Here at TopRank Marketing, we’re big on concrete reporting and analytics, so we’re glad to see 44% of marketers now stating that they’re able to measure ROI from social media activities, up from 38% last year.
That’s still less than half, and only 10% strongly agreed, so there remains considerable room for improvement.
Incidentally, Seb Joseph wrote earlier this month at Digiday that advertisers questioning ROI might be Facebook’s biggest threat.
What Should I Do?
Most of the major social platforms have deep measurement functionality that you might not be utilizing. Make sure to explore back-end dashboards and pinpoint metrics that align with your objectives. Additionally, Sprout Social compiled a list of the best social media analytics tools of 2018.
Most of the major social platforms have deep measurement functionality that you might not be utilizing.
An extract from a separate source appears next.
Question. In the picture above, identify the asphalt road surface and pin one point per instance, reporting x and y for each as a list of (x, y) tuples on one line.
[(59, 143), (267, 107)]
Explore back-end dashboards & pinpoint metrics that align with your objectives. – @NickNelsonMN #SocialMediaMarketing Click To Tweet
Solving Social Media Marketing in 2018
The constantly changing dynamics of social media marketing make it an especially challenging landscape to navigate, but the sheer number of users and level of activity make it one that none of us operating in the digital world can afford to ignore.
While the latest Social Media Marketing Industry report points to several areas of of uncertainty and shortcoming, it also shows that marketers are moving in the right direction when it comes to grasping ROI, embracing video, and diversifying their strategies. Hopefully the tips we’ve provided here can help you with these initiatives.